Left: AEGIS pass rate over rounds, gate on holds at 1.0 while the seesaw-ablated run drops to 0.59 after the structural swap. Right: the gate rejected 10 seesaw violations and 5 malformed edits across 5 seeds.
Same run, same proposals. The only difference is whether the seesaw check is on.

Why it was worth doing

The result is clean. With the full gate, AEGIS builds the harness up to a 1.000 pass rate and holds it. The conflicting budget swap is attempted twice per seed and rejected all ten times, because committing it would regress the roughly 40% of tasks that need retry. Ablate that single check, the seesaw constraint, and the identical run climbs to 1.000, then falls to 0.593 the moment the swap commits and never recovers. The Planner has already marked budget as attempted, so it never heals itself. That is catastrophic forgetting, reproduced from the mechanism alone, and it is exactly the failure the paper's seesaw constraint exists to prevent.
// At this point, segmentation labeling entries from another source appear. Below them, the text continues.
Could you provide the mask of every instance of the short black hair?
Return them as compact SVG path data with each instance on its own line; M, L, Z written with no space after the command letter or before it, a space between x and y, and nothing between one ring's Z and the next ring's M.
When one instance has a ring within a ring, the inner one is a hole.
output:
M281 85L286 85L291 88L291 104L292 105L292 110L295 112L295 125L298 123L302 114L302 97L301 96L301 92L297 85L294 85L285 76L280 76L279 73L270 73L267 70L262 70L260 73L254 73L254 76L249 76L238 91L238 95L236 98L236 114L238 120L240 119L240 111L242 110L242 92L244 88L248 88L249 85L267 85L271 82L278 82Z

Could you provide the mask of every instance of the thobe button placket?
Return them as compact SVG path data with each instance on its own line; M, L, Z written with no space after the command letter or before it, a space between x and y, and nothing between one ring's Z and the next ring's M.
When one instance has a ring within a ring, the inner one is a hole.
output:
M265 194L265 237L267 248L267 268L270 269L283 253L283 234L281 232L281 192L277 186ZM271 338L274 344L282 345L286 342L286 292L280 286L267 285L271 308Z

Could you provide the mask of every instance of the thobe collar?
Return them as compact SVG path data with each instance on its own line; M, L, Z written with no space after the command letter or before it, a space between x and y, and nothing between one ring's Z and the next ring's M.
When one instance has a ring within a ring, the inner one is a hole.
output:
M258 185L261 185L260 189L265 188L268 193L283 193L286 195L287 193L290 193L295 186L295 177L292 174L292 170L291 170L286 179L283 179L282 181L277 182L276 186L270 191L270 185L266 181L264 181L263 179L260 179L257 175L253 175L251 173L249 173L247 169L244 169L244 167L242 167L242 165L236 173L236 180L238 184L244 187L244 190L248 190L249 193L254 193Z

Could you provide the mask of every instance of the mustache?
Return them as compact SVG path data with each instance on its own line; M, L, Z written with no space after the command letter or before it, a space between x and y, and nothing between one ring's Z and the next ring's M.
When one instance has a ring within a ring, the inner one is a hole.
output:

The cheaper guarantee held too. A build and smoke test on each proposed edit caught every malformed processor: zero committed with the test on, five committed across the seeds once we removed it. And the substitution algebra kept its invariants under test, with ill-typed insertions and singleton-group collisions raising rather than silently corrupting the pipeline. That last property is what lets a partly-blind meta-agent propose edits safely in the first place.

What's still off

This is the symbolic core on a synthetic environment, not the benchmark number. Our meta-agent is a deterministic heuristic, so we say nothing about whether a real model proposes good edits. We only show that given proposals, the deterministic gate is what separates monotone improvement from regression. The +14.5% gain, the co-evolution with model training, and the inverse-scaling pattern all stay unverified here.

What reproduces, clearly and for almost no money, is the paper's central safety argument. Trace-driven self-improvement is only safe because a deterministic gate refuses to let it forget. For anyone building agents that edit their own scaffolding, that is the line to hold: keep a hard, non-negotiable check that no change may regress a task you already solved.